I think its original selling point was cross-compilation to numerous other shading languages (or CUDA or even C++ :) for debugging), most platforms (except consoles for obvious reasons - no public SDKs for PSSL and similar), and language features and modularity closer to Rust (interfaces and generics) than C++.
@aeva no, there are zero neural networks involved, zero training datasets, scraping, none of that stuff. :)
It's mathematical numerical optimization - you define a parameter set (like mipmap textures of a material) and the "loss function" ("I want those texels after going through my renderer be as close to mip 0 as possible under some error metric") and it tries to find the best parameters that are best fit under the target loss function.
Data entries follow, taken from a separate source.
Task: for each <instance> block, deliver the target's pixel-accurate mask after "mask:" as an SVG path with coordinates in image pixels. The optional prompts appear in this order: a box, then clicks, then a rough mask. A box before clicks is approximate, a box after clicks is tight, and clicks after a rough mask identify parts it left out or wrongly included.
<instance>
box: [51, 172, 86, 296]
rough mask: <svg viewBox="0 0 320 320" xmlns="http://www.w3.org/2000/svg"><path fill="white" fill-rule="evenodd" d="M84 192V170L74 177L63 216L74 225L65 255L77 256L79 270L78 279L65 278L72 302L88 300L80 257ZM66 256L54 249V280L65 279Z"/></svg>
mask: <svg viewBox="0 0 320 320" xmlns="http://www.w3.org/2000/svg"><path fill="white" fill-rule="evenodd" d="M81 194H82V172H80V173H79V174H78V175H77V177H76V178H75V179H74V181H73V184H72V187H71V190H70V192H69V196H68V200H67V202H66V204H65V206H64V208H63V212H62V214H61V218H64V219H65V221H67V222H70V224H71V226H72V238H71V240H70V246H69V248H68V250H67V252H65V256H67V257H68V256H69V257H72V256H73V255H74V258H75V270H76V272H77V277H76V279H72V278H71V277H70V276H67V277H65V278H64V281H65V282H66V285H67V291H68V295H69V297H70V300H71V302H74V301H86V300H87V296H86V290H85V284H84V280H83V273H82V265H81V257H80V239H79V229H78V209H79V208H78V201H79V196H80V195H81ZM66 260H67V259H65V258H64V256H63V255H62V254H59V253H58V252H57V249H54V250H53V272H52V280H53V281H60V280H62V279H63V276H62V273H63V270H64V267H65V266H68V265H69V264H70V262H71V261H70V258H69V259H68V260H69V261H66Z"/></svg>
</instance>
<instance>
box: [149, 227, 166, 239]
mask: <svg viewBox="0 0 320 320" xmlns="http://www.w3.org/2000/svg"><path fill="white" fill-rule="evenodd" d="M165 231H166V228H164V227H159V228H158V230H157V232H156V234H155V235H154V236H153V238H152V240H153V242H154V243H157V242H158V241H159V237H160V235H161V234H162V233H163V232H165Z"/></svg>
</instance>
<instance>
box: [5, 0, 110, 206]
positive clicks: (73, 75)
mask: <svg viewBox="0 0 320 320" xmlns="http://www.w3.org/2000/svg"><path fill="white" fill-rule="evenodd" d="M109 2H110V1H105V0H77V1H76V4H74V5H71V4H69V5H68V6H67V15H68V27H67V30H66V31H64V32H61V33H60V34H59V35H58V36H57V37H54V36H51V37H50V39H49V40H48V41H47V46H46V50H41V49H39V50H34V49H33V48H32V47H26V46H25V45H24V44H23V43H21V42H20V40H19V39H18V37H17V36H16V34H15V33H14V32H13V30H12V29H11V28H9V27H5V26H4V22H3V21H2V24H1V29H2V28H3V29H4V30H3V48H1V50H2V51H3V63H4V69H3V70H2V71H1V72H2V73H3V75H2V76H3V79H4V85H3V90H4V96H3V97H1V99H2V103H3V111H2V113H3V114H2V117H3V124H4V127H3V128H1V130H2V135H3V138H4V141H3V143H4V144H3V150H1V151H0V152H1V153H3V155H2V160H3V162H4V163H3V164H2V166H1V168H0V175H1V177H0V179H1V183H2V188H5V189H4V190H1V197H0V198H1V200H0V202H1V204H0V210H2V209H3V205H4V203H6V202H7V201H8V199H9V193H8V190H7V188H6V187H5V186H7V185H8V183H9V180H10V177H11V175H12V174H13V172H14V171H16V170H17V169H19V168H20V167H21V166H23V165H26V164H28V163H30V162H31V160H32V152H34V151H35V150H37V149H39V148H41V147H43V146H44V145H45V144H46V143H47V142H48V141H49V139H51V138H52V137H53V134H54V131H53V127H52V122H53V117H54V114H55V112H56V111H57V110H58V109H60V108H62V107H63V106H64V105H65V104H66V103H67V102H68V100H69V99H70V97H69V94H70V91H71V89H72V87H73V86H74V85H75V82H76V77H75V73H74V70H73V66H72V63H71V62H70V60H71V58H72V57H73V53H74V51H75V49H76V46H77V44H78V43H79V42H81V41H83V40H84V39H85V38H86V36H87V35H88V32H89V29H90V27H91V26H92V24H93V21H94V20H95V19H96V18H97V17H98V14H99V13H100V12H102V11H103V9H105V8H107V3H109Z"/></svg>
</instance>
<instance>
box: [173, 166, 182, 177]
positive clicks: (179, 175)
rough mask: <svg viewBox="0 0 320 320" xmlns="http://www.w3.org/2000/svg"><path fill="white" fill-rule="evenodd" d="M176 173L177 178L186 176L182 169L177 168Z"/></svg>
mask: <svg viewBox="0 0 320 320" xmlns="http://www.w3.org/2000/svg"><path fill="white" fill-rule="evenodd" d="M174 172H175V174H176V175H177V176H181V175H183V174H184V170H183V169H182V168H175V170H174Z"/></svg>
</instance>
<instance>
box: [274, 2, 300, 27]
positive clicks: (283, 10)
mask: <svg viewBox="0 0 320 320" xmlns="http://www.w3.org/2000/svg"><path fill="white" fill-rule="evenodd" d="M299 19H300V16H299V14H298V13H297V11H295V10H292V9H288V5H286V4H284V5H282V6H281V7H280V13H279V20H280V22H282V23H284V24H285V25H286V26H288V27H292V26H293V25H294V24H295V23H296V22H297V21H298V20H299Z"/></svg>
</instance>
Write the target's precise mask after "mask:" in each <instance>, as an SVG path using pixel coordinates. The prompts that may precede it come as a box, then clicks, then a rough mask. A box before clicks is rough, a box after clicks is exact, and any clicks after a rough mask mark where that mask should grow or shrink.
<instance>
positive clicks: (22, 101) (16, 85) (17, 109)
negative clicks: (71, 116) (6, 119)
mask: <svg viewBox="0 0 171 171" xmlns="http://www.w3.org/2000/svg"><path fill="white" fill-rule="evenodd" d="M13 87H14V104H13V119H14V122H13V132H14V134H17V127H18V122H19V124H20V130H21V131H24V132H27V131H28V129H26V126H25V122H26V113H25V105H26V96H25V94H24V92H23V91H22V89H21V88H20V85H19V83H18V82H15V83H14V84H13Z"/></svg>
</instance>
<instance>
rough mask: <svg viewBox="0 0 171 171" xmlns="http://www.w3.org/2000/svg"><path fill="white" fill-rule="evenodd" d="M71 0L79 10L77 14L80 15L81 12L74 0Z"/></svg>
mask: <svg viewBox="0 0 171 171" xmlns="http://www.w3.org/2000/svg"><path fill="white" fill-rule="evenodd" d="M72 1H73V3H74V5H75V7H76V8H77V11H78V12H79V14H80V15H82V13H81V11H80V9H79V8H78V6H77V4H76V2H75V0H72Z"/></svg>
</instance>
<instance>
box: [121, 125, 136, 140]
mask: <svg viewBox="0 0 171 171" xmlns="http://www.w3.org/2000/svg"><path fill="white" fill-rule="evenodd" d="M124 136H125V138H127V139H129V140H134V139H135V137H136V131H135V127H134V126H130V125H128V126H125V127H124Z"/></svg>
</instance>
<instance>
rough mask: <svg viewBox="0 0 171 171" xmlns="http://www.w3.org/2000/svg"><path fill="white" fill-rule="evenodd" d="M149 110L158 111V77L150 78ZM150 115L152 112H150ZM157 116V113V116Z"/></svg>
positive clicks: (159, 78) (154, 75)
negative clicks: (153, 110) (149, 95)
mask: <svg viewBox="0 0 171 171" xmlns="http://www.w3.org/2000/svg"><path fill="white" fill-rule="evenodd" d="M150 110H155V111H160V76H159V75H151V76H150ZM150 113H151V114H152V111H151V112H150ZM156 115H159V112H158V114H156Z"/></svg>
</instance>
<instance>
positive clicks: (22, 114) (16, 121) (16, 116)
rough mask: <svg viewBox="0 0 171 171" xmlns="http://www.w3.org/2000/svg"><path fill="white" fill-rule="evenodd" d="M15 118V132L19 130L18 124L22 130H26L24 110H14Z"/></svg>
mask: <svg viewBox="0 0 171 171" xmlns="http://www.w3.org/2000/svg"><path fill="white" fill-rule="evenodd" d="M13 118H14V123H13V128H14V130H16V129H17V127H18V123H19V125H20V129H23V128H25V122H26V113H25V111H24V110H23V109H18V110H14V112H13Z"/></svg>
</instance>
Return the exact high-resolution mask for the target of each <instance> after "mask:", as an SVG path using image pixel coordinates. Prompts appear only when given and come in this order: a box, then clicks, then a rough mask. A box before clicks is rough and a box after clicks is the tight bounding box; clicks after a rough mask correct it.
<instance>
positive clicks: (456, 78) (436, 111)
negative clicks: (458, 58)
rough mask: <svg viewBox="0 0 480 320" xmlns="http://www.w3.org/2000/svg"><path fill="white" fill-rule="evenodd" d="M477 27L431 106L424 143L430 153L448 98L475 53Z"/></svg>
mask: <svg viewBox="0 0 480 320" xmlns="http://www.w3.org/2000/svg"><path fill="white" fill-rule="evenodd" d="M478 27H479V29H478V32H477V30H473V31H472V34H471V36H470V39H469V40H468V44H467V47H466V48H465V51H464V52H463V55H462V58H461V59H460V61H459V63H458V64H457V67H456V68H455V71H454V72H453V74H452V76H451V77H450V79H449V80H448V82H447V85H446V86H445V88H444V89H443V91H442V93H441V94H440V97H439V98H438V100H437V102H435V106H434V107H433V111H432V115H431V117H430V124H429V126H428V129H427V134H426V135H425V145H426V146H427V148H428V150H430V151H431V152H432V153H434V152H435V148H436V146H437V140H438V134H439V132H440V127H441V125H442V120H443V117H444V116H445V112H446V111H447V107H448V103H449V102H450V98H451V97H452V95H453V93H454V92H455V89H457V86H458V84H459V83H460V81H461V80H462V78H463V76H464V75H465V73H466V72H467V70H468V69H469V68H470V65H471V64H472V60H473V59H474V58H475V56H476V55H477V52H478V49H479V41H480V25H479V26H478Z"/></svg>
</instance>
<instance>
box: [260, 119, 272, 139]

@aeva I think the big tech push for crappy gen AI slop has turned a lot of people away from really cool intermediate space, where you can use similar techniques that are used to train neural networks to fit some parameters to some data. Opportunities for compression, procedural content generation ("find parameters of my procedural generator that go close to this reference image, and I will edit them later"), simplification, and automation with the user in the loop.
@BartWronski big tech is definitely working around the clock to poison the well and salt the earth as fast as humanly possible, but academics pushing crappy ai slop before the bubble was what soured me to it first. You know between the neural nets being used for really ghastly stuff like predictive policing, redlining, surveillance; and the comparatively minor annoyances like ruining siggraph and making researching stuff like SDFs a slog to filter out all the ai chaff.
@BartWronski somehow despite all that and the drag net scraping training sets and the gray goo apocalypse and the job postings looking for under paid programmers to audi ai generated code and every time my shit head brother in law makes fun of me and my sister for wanting to make games instead of waiting for the ai researchers to put an end to my career and every crappy real time style transfer demo, I still would rather not throw the baby out with the bath water & at least learn how this works
@aeva I am cynical-optimistic about this crap - is there even a market for it? Who is the target user? What is the use case? :)
People played with DALL-E or Midjourney, but other than using it for cheap-looking YouTube thumbnails or blog post images (they would not pay an artist for it anyway), I don't see it taking off. I know Netflix et al. would like to cut costs and fire as many people as possible, but there is already an abundance of their "content", it's already cheap and too much of it.
@aeva There always will be a demand for art from real artists, we want unique vision, not something generic. I don't have enough time to listen to all interesting music, so pick based on the artist, their personality,and most importantly culture and community it belongs to. "Generate me a movie with a button click" has zero community, why would I watch it? I won't be able to discuss it with my friends, what's the point? VCs will soon realize their products have no application or revenue streams.
@BartWronski @aeva agreed Bart. It's hard to find people interested in that from the ML side too, because it's so different from all the other stuff being worked on.